By the time lunch was over, we had a to-do list, be it swimming or playing basketball; everything was an activity. The camera was just coming along. For the pool, what George didn't want was a beefcake-in-the-pool shot. He just put on the flippers and went into the water with the snorkel on. On the tennis court, we were pitching him these balls to hit with a big plastic baseball bat. Those big smiles when he has the bat in his hand, that's him trying to cream me! He wasn't trying to pose or project an image, he was just having a good time. I think who he would rather not be is this guy in a shiny suit on a magazine cover looking sexy in that horrible devilish way.
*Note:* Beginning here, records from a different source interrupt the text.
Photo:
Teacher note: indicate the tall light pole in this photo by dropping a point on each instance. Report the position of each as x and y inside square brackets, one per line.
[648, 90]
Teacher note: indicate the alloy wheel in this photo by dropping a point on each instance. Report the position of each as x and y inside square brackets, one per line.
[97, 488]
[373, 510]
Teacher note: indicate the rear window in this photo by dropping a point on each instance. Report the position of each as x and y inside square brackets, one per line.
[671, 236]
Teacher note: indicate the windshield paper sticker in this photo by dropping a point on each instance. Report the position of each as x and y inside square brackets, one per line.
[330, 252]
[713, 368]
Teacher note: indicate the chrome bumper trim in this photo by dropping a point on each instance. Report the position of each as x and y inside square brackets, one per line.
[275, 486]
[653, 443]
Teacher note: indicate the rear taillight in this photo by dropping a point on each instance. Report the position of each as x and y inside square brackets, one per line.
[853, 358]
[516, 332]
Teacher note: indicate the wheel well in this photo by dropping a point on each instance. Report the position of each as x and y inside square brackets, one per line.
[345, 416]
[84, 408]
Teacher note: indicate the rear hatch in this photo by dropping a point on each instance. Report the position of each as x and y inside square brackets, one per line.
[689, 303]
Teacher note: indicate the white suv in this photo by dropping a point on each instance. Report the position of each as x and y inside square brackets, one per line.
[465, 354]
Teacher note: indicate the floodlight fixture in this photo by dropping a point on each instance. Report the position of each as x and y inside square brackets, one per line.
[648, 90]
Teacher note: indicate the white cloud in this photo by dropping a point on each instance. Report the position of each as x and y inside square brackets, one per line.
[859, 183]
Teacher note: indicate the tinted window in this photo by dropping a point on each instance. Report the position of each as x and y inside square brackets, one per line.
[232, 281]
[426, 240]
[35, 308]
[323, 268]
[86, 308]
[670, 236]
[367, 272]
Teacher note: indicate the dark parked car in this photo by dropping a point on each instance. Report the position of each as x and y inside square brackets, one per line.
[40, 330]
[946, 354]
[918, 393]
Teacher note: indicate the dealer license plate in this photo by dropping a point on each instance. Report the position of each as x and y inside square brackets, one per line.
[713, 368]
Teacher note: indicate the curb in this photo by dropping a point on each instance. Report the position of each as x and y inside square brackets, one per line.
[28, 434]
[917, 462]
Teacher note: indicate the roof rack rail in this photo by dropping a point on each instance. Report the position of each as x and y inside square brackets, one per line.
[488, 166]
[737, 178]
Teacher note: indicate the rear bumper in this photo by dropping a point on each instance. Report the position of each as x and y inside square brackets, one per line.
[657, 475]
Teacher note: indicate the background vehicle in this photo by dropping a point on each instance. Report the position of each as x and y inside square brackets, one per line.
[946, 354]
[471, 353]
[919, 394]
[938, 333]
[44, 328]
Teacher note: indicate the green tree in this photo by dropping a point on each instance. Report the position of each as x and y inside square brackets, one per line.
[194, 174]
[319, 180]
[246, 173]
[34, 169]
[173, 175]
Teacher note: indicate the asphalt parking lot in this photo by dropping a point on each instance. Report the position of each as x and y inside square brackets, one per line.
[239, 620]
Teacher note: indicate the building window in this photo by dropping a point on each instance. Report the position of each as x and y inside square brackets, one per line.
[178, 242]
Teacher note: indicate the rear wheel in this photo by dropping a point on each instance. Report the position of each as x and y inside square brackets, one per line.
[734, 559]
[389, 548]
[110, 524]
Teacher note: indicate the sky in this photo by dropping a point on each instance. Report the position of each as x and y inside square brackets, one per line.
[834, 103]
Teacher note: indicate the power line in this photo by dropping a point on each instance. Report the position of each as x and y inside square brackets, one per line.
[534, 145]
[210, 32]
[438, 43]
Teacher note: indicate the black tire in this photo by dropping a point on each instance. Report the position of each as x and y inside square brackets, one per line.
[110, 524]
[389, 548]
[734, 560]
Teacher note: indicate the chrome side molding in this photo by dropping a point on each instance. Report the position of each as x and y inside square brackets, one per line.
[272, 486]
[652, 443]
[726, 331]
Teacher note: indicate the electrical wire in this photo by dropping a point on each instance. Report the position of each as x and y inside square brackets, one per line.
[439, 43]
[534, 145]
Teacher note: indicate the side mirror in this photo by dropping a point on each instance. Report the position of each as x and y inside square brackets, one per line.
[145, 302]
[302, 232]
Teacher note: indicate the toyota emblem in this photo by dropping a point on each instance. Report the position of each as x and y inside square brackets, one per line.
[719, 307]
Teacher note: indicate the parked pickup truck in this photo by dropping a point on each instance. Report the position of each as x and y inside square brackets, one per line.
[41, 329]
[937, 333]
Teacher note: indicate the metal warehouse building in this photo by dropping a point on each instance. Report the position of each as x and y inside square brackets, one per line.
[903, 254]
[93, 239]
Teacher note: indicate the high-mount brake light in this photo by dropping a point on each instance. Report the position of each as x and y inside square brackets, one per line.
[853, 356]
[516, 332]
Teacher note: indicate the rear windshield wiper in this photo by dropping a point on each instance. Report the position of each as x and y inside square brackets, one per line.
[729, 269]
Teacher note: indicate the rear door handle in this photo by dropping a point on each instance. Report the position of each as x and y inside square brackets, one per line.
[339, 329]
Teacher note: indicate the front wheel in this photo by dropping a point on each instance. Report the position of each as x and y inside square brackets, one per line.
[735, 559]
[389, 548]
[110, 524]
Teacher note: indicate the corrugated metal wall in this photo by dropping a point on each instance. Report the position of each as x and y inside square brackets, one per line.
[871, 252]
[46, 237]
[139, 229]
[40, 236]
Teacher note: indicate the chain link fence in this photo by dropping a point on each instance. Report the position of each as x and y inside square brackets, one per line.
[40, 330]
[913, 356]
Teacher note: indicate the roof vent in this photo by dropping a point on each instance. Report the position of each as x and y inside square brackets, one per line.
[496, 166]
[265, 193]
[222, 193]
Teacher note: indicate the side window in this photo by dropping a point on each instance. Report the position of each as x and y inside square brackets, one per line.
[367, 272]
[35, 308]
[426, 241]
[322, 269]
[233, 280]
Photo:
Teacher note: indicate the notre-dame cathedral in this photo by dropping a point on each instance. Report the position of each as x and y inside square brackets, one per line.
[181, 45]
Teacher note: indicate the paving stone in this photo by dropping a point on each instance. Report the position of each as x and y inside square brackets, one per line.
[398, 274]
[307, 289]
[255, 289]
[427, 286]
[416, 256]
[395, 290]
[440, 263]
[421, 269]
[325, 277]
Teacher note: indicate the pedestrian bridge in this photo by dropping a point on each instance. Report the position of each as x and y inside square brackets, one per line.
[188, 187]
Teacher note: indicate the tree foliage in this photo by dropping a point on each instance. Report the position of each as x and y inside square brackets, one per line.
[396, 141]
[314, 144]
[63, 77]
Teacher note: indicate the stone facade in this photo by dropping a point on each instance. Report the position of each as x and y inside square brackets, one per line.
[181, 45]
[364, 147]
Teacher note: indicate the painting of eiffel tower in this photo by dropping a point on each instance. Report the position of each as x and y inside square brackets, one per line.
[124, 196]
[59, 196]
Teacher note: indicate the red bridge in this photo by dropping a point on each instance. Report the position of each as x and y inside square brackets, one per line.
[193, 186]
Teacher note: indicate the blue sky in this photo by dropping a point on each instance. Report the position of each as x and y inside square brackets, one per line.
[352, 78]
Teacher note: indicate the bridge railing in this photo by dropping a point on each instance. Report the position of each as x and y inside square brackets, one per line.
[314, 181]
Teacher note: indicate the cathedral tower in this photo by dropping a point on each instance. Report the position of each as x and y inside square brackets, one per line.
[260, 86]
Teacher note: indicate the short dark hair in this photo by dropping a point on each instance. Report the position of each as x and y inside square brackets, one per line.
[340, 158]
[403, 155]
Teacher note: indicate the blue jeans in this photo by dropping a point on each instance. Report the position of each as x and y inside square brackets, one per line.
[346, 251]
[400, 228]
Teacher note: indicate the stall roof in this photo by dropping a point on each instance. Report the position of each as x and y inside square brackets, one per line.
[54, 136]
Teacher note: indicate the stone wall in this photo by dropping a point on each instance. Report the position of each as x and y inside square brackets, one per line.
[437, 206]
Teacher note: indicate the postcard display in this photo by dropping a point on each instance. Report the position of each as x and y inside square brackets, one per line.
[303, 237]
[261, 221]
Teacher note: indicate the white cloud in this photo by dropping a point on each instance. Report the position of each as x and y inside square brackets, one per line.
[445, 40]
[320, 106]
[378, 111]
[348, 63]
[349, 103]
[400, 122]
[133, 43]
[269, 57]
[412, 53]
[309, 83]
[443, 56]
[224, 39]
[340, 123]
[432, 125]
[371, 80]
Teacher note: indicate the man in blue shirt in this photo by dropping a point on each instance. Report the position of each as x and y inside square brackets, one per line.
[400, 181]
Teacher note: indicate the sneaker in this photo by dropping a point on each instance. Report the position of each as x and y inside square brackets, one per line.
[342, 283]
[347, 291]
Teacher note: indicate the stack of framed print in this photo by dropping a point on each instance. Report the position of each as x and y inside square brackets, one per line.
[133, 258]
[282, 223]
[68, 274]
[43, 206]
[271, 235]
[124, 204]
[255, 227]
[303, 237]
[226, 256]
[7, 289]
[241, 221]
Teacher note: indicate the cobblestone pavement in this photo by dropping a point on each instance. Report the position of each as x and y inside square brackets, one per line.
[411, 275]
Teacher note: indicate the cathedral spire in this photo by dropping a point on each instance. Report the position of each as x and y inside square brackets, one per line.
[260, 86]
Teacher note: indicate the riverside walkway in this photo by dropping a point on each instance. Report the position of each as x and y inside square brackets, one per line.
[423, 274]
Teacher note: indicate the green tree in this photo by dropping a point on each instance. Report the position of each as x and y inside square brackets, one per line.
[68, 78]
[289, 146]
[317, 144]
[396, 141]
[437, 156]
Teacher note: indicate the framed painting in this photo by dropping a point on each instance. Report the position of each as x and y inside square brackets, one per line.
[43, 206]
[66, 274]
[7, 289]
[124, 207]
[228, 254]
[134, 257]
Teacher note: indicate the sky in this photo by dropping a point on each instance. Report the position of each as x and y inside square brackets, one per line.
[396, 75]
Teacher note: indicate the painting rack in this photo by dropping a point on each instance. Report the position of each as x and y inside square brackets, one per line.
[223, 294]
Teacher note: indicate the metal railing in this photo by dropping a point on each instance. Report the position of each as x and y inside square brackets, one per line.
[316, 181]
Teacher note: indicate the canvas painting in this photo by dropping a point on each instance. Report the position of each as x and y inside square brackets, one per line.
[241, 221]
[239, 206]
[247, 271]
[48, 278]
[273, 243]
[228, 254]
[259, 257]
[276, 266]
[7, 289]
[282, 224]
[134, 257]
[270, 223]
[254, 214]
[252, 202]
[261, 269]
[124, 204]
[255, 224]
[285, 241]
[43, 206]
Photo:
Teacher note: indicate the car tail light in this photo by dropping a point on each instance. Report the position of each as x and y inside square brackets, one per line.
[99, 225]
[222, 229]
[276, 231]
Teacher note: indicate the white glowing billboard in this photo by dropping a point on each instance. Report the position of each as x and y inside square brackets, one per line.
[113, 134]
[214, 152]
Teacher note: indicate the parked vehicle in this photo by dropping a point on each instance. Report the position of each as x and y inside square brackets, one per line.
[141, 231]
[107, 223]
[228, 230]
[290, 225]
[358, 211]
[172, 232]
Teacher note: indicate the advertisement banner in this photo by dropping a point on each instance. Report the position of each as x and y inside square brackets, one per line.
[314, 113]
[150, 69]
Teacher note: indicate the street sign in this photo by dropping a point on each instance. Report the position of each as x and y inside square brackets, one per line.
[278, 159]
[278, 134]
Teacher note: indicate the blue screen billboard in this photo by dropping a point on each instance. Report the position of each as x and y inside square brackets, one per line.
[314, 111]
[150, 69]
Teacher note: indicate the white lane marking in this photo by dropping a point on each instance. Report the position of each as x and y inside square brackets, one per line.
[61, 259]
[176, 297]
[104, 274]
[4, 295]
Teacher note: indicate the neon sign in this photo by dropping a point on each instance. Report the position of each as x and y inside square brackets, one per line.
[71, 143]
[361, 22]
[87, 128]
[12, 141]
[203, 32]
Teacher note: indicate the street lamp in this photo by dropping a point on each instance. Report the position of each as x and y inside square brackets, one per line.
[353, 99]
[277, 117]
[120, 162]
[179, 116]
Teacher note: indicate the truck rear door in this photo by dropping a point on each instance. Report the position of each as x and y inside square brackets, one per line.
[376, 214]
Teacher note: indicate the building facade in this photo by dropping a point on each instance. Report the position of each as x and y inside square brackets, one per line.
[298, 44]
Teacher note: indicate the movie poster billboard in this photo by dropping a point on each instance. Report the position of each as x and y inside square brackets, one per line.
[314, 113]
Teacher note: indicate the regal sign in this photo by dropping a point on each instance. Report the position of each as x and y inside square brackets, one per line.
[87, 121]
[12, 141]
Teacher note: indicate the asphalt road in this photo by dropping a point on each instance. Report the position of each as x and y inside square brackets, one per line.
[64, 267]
I particularly like the two-page spread of him in his Section 8 office on the Warner Bros. lot that we shot the following day. I completely reverted back to my photojournalism days, when I worked for The Associated Press. He was in a meeting for one of the shows he produces and invited me to come in. I just sat on the floor with my Leica. Later, he invited me into his office, where he read me excerpts from the script he is directing about the life of Edward Murrow. It was amazing to be part of this, and like the barbecue the day before, I took a few pictures, but mostly I just listened.

It takes time and trust to take pictures like that. George let me into his life and spent a day and a half with me, which wouldn't have happened without our history of past shoots together --I've shot him five times now. We don't need to break down the walls anymore. In fact, shortly after I got to his house that first day, George brought me upstairs to his library and said, "I want to show you something really funny." There, on one of the shelves, were two copies of the John Hamilton book, and I had given them both to him! I had sent him the first one before our Premiere magazine shoot years ago. He was laughing, and I said, "Good, give one back to me so that I can give it to somebody else." He said, "No, no, I want them both with the five-year difference and the almost exact same inscription."